Paper No. 52-3
Presentation Time: 8:40 AM
MULTIPLE NEGATIVE CONSEQUENCES OF SULFATE POLLUTION OF FRESHWATER SYSTEMS: NUTRIENTS, MERCURY, METHYLMERCURY, AND MORE
Enhanced microbial sulfate reduction can fundamentally shift a freshwater ecosystem toward a eutrophic, mercury-contaminated system with altered flora. Although sulfate is benign under aerobic conditions, experimental and field survey results demonstrate that in freshwaters with organic-rich sediments the addition of dissolved sulfate causes a cascade of interrelated and potentially deleterious ecosystem consequences. These consequences can occur irrespective of the pH of the system, even when sulfuric acid (such as derived from mine drainage) is neutralized. Microbial reduction of sulfate that diffuses or advects into anoxic sediment porewater produces sulfide, which may precipitate with iron and other metals, or, in metal-poor sediments, can accumulate to phytotoxic levels. Many aquatic rooted plants have mechanisms to partially reoxidize and “detoxify” sulfidic sediments, but their growth and reproduction may also be negatively affected by porewater sulfide, leading to local extirpation (as has evidently occurred in some wild rice [Zizania palustris] waters in Minnesota). Even if sulfide does not accumulate to toxic levels, a harmful positive feedback can arise due to the “additional” decomposition of organic matter possible in anoxic environments when an elevated level of sulfate is available as a terminal electron acceptor.
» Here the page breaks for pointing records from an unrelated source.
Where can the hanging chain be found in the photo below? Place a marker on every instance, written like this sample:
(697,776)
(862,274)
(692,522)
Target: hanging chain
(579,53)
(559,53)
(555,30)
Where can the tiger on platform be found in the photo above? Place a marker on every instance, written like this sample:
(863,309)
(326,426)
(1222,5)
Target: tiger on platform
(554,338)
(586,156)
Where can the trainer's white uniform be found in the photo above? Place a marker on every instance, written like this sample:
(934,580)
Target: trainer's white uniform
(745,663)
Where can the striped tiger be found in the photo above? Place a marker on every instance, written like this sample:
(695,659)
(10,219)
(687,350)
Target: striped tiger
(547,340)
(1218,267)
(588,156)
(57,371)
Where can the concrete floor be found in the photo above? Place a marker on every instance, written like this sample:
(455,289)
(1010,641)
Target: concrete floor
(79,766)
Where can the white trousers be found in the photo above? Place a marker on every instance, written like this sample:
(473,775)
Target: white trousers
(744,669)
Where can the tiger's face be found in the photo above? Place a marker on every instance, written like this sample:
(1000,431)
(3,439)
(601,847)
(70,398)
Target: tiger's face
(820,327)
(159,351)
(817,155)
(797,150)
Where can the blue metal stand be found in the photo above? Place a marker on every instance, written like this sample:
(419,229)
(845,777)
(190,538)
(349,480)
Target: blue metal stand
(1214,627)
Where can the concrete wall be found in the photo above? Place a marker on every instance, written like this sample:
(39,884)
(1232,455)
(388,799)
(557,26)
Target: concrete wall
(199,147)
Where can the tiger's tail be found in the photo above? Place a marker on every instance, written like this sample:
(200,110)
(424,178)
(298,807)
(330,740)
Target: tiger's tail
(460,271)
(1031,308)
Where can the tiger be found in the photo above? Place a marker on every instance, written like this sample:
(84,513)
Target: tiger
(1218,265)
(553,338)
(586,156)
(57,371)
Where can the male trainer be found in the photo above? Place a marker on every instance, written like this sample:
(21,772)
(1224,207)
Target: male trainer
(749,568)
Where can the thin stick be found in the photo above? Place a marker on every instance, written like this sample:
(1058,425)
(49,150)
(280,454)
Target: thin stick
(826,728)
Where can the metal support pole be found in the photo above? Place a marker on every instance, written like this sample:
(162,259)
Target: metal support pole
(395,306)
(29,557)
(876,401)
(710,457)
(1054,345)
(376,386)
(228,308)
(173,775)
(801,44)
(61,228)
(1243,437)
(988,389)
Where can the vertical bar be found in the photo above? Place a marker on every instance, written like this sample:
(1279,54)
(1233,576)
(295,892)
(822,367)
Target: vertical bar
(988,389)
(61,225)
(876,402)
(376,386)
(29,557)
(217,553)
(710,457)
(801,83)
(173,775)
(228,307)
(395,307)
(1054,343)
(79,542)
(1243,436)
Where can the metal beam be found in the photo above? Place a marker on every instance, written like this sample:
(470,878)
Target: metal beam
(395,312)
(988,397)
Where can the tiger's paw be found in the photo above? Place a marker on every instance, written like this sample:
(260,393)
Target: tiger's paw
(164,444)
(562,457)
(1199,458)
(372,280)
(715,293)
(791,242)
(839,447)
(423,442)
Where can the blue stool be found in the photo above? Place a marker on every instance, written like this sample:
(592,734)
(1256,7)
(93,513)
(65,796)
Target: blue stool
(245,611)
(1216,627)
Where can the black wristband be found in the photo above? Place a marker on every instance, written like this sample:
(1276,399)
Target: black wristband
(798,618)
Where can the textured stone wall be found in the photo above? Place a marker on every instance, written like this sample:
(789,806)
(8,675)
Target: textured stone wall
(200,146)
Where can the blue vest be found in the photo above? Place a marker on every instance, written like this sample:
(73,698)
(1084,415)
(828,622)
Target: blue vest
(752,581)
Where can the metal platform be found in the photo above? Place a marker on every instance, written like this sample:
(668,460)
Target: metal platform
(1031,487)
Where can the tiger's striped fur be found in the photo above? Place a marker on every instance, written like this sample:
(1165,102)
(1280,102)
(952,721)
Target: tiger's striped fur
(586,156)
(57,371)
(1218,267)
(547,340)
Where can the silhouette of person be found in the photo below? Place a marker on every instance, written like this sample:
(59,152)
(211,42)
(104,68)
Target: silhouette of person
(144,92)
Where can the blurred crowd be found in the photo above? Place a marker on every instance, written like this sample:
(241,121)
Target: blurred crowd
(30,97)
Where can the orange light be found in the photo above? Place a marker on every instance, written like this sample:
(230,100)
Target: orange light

The constituents of organic matter, including nitrogen, phosphorus, carbon compounds, and mercury, are by this decomposition mechanism released to the water column instead of being sequestered in the sediments. Nutrient enrichment supports phytoplankton growth, and dissolved organic and inorganic carbon can alter ecosystem structure as well. Mercury is methylated by the same microbes that reduce sulfate, potentially increasing the supply of methylmercury to the food web. The release of P is exacerbated when sediment iron is tied up as a sulfide compound, which sorb P relatively poorly, driving the system toward eutrophication.